Kurzum, Sahou ist zusammen mit Sanamadougou ein typisches Beispiel jenes Mechanismus, der bereits in kolonialer Zeit etabliert wurde: Selektive Integration in (welt-)marktbezogene Verwertungsprozesse bei gleichzeitigem Ausschluss von jedweder politischer und materieller Teilhabe. Konkreter: Die beiden Dörfer liegen im Office du Niger, einer Region, die 1920 von der französischen Kolonialmacht als eigenständige Verwaltungseinheit gegründet wurde. Unter Rückgriff auf Zwangsarbeit ließ Frankreich damals den gigantischen Markala-Staudamm errichten, wodurch der Niger aufgestaut und die Möglichkeit geschaffen wurde, mittels eines weit verzweigten Kanalsystems eine riesige Fläche in der eigentlich völlig trockenen Sahelzone zu bewässern. Während die Kolonialmacht ursprünglich den Anbau von Baumwolle für die französische Textilindustrie forciert hat, ist das Land im weiteren Verlauf vor allem Kleinbauern und bäuer_innen zugesprochen worden. Heute indessen ist das Office du Niger zum Gegenstand millionenschwerer Investitionen geworden – inklusive massiver Landvertreibungen. Denn die Tatsache, dass die infrastrukturellen Voraussetzungen zur Bewässerung gegeben sind, hat Landkäufe in der Region zu einem gewinnträchtigen Geschäftsfeld gemacht. Obwohl der malische Staat davon spricht, mit den Landinvestitionen die Ernährungssicherheit der malischen Bevölkerung abzusichern, sollen über 50 Prozent der bislang abgeschlossenen Verträge der Produktion von Biospritpflanzen oder Exportgetreide dienen, ganz zu schweigen davon, dass bereits Tausende Kleinbauern und -bäuer_innen ihr Land und somit ihre Ernährungsgrundlage verloren haben. 

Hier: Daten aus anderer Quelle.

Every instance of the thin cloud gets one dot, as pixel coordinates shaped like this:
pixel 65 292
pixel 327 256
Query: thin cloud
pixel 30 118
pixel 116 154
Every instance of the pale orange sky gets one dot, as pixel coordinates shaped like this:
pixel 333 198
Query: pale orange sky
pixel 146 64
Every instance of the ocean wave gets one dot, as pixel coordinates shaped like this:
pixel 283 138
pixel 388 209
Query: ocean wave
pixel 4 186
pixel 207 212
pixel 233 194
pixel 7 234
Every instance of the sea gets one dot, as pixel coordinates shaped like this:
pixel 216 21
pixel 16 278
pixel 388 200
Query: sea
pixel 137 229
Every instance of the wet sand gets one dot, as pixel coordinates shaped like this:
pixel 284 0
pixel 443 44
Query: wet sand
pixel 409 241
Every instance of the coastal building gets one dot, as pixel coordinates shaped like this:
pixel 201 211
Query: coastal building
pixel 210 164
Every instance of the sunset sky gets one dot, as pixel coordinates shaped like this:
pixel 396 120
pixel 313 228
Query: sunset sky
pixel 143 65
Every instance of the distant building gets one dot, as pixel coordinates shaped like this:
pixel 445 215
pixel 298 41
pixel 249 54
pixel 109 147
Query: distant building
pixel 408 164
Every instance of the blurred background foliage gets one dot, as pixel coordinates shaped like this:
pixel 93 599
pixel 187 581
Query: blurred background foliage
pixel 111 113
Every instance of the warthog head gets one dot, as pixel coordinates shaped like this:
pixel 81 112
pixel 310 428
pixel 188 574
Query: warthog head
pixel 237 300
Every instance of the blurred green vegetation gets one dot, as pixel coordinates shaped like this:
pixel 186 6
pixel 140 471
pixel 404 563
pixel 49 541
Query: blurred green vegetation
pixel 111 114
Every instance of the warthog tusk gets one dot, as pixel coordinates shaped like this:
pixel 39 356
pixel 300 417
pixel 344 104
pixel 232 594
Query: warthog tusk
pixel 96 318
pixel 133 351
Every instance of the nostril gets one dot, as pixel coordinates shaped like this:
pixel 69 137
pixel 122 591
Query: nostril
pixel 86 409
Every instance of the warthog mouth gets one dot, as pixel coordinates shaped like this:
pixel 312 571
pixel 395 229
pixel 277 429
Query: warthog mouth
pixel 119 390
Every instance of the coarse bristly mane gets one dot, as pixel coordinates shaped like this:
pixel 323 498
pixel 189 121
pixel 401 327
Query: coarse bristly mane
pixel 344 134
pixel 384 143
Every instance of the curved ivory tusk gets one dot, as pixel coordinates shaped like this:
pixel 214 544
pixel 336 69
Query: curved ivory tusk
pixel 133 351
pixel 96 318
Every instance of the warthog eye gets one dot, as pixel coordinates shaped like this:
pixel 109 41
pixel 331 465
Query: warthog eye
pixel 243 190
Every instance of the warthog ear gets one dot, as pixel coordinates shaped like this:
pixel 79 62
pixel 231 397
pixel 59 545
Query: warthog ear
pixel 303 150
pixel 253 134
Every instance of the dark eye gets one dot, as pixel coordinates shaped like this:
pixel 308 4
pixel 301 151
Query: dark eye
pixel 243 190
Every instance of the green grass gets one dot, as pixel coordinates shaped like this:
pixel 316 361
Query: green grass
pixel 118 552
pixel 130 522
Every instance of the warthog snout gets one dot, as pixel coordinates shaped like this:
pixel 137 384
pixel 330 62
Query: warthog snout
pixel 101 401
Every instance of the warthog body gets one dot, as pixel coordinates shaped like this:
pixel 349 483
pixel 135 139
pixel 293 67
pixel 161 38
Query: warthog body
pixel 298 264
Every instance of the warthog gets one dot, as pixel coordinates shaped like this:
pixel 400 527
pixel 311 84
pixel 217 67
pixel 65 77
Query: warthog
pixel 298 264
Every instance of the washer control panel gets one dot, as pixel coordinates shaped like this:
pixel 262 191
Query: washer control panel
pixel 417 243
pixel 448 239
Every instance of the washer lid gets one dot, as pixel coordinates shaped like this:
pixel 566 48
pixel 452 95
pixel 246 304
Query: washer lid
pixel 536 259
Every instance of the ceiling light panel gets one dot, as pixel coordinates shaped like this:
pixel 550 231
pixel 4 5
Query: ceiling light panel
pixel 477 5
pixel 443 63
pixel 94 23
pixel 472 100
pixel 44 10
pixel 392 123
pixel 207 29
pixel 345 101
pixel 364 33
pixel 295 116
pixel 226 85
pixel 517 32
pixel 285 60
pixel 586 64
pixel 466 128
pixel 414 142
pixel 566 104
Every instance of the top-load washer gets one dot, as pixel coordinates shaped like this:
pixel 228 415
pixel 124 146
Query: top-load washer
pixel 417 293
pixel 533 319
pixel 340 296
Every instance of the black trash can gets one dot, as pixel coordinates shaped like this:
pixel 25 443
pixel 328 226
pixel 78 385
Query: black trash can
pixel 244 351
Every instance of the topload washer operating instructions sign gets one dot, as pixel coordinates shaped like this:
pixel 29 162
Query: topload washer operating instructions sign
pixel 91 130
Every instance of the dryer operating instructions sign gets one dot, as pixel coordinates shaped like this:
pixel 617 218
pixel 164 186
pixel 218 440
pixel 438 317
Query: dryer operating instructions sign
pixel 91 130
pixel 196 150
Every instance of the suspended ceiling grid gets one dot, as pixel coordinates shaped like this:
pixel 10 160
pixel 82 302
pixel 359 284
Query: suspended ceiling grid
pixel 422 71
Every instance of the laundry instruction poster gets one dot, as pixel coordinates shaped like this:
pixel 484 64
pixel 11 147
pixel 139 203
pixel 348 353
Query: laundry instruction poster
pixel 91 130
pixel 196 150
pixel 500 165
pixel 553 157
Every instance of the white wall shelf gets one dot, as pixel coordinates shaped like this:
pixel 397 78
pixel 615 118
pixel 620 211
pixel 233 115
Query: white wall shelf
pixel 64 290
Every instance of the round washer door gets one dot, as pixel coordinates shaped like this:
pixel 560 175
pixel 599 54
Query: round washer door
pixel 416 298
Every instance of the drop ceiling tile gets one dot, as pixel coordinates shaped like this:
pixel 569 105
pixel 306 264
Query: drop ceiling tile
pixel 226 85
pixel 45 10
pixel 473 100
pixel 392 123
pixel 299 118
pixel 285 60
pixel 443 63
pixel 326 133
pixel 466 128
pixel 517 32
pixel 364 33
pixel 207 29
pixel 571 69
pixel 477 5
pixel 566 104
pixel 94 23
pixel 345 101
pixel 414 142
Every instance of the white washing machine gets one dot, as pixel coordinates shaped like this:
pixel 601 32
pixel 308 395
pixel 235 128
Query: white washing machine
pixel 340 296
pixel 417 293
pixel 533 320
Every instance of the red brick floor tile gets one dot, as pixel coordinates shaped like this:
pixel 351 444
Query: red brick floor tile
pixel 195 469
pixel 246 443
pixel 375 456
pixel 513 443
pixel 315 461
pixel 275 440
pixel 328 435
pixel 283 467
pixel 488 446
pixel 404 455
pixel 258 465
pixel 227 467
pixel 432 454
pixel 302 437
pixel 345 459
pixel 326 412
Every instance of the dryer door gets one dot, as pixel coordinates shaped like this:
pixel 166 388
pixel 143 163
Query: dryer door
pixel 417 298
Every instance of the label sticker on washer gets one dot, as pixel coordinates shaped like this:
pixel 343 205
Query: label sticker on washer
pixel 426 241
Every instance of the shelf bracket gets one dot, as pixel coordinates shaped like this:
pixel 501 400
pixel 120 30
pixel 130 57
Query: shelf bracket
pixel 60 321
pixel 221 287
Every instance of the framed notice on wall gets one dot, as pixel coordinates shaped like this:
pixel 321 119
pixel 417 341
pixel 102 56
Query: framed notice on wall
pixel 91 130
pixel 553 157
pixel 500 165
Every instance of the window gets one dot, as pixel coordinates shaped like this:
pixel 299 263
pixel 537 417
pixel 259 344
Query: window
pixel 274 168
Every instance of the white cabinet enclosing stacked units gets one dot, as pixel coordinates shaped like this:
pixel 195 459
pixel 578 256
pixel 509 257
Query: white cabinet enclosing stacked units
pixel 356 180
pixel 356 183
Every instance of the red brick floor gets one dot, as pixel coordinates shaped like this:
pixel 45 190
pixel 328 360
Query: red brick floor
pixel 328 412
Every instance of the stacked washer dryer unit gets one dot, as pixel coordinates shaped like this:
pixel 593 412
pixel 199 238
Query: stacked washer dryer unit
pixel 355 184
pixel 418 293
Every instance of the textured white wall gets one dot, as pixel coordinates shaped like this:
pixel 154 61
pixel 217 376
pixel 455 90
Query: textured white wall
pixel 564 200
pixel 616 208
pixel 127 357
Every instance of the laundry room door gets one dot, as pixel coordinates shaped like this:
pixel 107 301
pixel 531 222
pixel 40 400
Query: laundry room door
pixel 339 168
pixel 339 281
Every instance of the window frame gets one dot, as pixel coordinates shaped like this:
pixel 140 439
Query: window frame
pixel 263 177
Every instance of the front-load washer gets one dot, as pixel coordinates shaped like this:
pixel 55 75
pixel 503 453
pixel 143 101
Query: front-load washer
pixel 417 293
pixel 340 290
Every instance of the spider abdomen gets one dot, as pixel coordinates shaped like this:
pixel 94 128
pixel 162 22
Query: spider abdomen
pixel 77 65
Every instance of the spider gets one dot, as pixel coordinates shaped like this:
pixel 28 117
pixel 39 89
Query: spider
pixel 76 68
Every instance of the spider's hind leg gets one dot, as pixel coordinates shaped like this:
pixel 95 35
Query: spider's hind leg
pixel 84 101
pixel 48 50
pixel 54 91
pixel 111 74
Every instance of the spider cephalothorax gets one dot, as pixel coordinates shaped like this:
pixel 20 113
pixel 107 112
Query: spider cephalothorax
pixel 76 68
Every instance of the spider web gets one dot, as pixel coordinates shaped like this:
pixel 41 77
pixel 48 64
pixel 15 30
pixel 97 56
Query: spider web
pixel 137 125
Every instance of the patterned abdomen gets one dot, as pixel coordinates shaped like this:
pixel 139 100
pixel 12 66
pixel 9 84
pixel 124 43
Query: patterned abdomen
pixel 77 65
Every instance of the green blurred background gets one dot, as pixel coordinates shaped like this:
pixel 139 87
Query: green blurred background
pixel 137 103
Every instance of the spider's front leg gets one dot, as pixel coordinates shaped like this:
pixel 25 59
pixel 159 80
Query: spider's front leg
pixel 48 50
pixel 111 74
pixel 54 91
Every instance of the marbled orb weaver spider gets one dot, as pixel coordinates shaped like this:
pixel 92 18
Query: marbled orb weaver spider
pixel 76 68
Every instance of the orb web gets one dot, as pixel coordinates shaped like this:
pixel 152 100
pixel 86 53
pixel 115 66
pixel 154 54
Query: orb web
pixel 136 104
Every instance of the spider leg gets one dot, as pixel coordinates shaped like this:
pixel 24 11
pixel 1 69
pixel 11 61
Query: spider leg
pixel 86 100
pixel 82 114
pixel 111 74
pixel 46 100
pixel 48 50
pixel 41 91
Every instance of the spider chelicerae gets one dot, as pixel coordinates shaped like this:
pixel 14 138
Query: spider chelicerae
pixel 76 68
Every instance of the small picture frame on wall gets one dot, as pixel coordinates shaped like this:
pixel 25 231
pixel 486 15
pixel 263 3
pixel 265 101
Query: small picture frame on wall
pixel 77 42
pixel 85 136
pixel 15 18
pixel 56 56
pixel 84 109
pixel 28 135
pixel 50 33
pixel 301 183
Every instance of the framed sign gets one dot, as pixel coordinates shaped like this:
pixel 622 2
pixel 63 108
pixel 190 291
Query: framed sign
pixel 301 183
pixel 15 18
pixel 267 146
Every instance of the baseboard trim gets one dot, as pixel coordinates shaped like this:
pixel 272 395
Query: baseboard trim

Dass sich AEI in Sanamadougou und Sahou eingefunden hat, ist insofern keineswegs zufällig. Bereits 2012 hat das Netzwerk mit einer 30-köpfigen Delegation die Region besucht – und seitdem so manchen Fußabdruck hinterlassen: So ist auf Initiative von AEI im Office du Niger die neue bäuerliche Basisgewerkschaft COPON entstanden, die Coordination des Paysans au Office du Niger (die Koordination der Bauern im Office du Niger). Des Weiteren ist in Europa eine Solidaritätskampagne für Sanamadougou und Sahou initiiert worden, und auch konnte für mehrere hundert Familien Land erstritten werden, das diesen rechtswidrig nicht zugeteilt worden war. Hierauf in einem praxisorientierten Werkstattbericht detailliert einzugehen, lohnt aus zwei Gründen: Einerseits, weil so plastisch nachvollziehbar wird, wie gemeinsame, langfristig angelegte Kämpfe im Schnittfeld zwischen Stadt und Land sowie Süd und Nord aussehen können. Andererseits, weil die Auseinandersetzung mit bäuerlichen Bewegungen auch aus prinzipiellen Gründen bedeutsam ist: Weiterhin lebt über die Hälfte der Menschheit auf dem Land, auch wenn metropolitane Linke auf explodierende Verstädterungsquoten verweisen, meist aus einer nicht offen eingestandenen Identifikation mit dem, was Globalisierungskritiker_innen wie Ulrich Brand als „imperiale Lebensweise“ bezeichnen – also ein ressourcenintensiver, fest in der kapitalistischen Warenwelt verankerter Lebensstil, der vor allem unter Klimagesichtspunkten hochgradig problematisch ist. Hinzu kommt, dass es insbesondere die industrialisierte Landwirtschaft ist, die maßgeblich zum Klimawandel beiträgt. Mit anderen Worten: Landkämpfe sind Klimakämpfe, einschließlich der doppelten Transformationsfrage: Was bedeutet Entwicklung in einem bäuerlichen Umfeld, das aus hiesiger Perspektive von teils nur schwer vorstellbarer Armut betroffen ist? Und wie müssen in den reichen Zentren die gesellschaftlichen Verhältnisse so umgestaltet werden, dass es nicht zum ultimativen Klimagau kommt?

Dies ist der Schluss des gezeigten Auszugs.